Vários discursos e um único desafio: fazer com que a Constituição seja cumprida e que os meios de comunicação, concessões públicas, sejam usados para divulgar conteúdos educativos, informativos e culturais, sem monopólios e oligopólios.

Na fala da maioria dos convidados brasileiros estava a necessidade de entendermos a diferença fundamental entre a regulação democrática da mídia e censura que o país já viveu em décadas passadas. Foi lembrado que a regulação democrática se faz por meio de mecanismos democráticos como acontece em vários países do mundo. “A democratização da mídia é fundamental para o fortalecimento da democracia no país”, disse Rosane Bertotti, coordenadora nacional do FNDC.
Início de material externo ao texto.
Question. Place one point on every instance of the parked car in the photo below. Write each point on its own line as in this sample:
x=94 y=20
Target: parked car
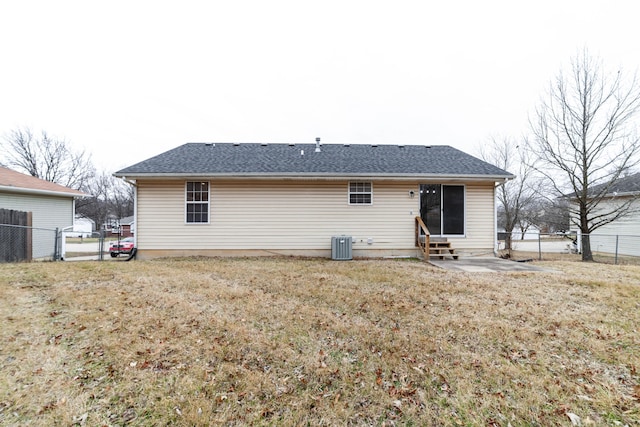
x=122 y=246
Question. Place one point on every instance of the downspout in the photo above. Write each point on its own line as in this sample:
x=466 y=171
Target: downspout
x=495 y=216
x=135 y=208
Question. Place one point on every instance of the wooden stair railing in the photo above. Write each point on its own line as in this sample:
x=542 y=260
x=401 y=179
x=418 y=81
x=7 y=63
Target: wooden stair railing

Emiliano José, Secretário de Serviços de Comunicação Eletrônica no Ministério das Comunicações, representou o ministro Ricardo Berzoini, e disse que precisamos avançar para além da Constituição. “Mas se fosse respeitado, ao menos, o que determina nossa Constituição Federal já seria um grande avanço para o país”, lembrando do desrespeito aos direitos humanos e aos direitos das crianças que acontece diariamente na mídia.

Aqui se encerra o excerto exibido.